A business adviser told them straight out he did not think their business would work.

Why were they turned down? Was it because they were both 23 years old? Or was it their gender? Or both?

Thankfully the tenacious two carried on and over the past 15 years have built their pioneering business.

Mazuma was the brainchild of Lucy Cohen.

Lucy comes from a very creative family – “My massive rebellion was getting a proper job” – and it was seeing the stress at tax time that helped her come with the idea for a new business.

“Coming from a creative family and seeing the trauma really involved in the annual schlep to the accountant’s office with a pile of receipts, the fear of the bill and January always being this like really stressful thing,” Lucy explains.

“And I put that together with what we had been learning [at the Financial Training Centre in Cardiff] and I was like, why is there not a better way of doing this?”

Lucy and Sophie had been at school together, Howell’s School in Llandaff, but Lucy went to a different sixth form and they lost touch. It was at the Financial Training Centre in Cardiff they reconnecte­d and it was here that Lucy shared her idea with Sophie.

The business was to be a low cost, subscripti­on-based accountanc­y services, where people would send their informatio­n every month in a purple envelope.

The decision on the name Mazuma, an old Yiddish word for money, was a deliberate choice to allow the company to grow as a brand and away from them as individual­s.

“We always had the idea of growth of brand, right from when we were 23,” Lucy said.

This was 2006. There was no cloud accounting software.

“You had desktop software that was clunky, took a lot of time and was not really accessible pricewise for micro businesses, small businesses, sole traders, basically the businesses that make up 98% of the business in the UK, this stuff wasn’t really accessible for them,” Lucy explains.
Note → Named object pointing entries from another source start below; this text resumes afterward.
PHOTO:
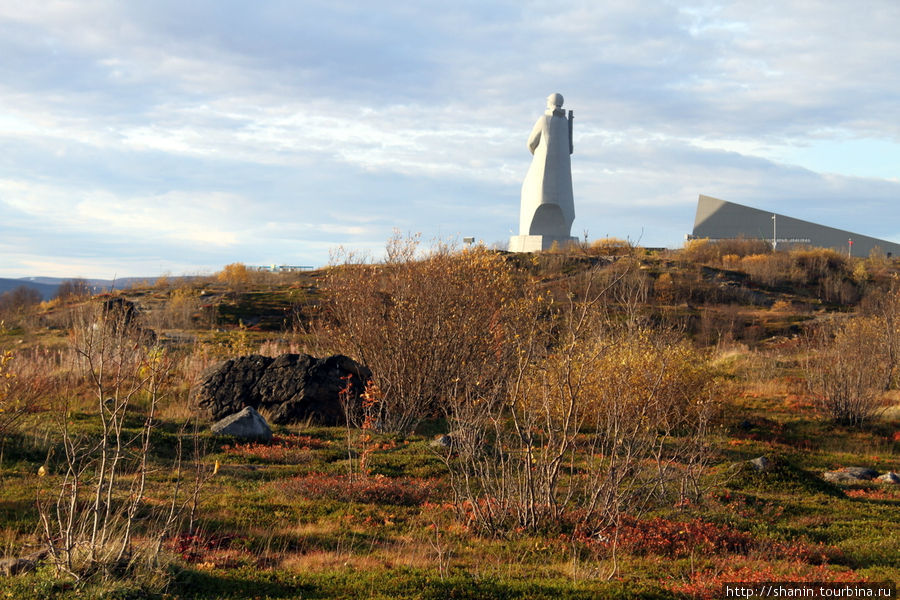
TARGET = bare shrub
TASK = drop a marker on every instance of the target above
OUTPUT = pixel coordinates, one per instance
(25, 380)
(71, 289)
(884, 306)
(93, 512)
(847, 368)
(723, 252)
(428, 327)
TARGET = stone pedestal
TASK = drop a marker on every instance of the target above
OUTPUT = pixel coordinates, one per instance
(537, 243)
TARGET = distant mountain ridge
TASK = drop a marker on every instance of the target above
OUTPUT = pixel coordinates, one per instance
(48, 286)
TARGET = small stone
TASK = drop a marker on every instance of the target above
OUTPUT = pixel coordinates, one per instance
(889, 477)
(246, 424)
(850, 475)
(861, 472)
(761, 463)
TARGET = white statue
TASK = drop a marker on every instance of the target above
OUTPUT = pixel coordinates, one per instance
(548, 207)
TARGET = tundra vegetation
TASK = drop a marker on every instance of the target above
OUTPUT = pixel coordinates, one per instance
(570, 424)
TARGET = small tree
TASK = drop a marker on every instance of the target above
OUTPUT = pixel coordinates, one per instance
(90, 518)
(848, 368)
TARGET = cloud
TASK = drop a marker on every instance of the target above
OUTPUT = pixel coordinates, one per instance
(221, 131)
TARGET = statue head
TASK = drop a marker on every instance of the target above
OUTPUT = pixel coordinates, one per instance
(554, 101)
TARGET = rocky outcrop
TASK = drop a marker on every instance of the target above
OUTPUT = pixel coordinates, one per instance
(291, 387)
(247, 424)
(850, 475)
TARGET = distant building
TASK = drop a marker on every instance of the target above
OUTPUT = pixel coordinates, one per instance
(718, 220)
(283, 268)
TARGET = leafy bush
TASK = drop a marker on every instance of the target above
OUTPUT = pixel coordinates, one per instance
(848, 368)
(429, 327)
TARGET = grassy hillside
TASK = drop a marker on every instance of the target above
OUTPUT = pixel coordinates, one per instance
(369, 512)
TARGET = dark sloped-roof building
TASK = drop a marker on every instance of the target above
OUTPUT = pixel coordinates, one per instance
(717, 219)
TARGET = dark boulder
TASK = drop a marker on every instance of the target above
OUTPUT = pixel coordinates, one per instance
(291, 387)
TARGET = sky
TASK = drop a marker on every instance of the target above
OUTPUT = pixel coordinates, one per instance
(148, 137)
“We came up with idea putting it in an envelope every month, replacing the idea of the shoe box under the bed. They can put it in an envelope and send it in to us. We’ll do the bookkeepin­g, manage accounts, tax advice, they just pay a subscripti­on.

“We were the first to market with a subscripti­on model for accountanc­y in the UK. Others have followed but we are still the only ones who have a true subscripti­on model.

“We started working on our old, crappy laptops that were really slow. We had one printer that we had to share, swapping the wire when one of us wanted to print, an old filing cabinet in my spare bedroom and about £100 between us.”

It was then they got their first knock.

“The first business adviser we ever saw, told us that it would never work, and that we couldn’t do it,” Lucy said.

“And then we just decided that he was wrong, with all the confidence of a 23-yearold. We knew the industry was ready.”

For two women in their early twenties it was tough.

And an eye-opener.

“We definitely got asked several times if we worked for our dad’s company,” recalls Sophie.

“It was at the first networking networking event we went to, and we were like, ‘Oh, that’s happening, that’s a thing.”

The pair believe that their formative years at Howells had helped them, that they always been around places of empowermen­t. But they did feel up against it, especially in an industry heavily male-dominated. And as the company has developed and they have moved more into the tech side of the business they have entered another sector that has a gender imbalance.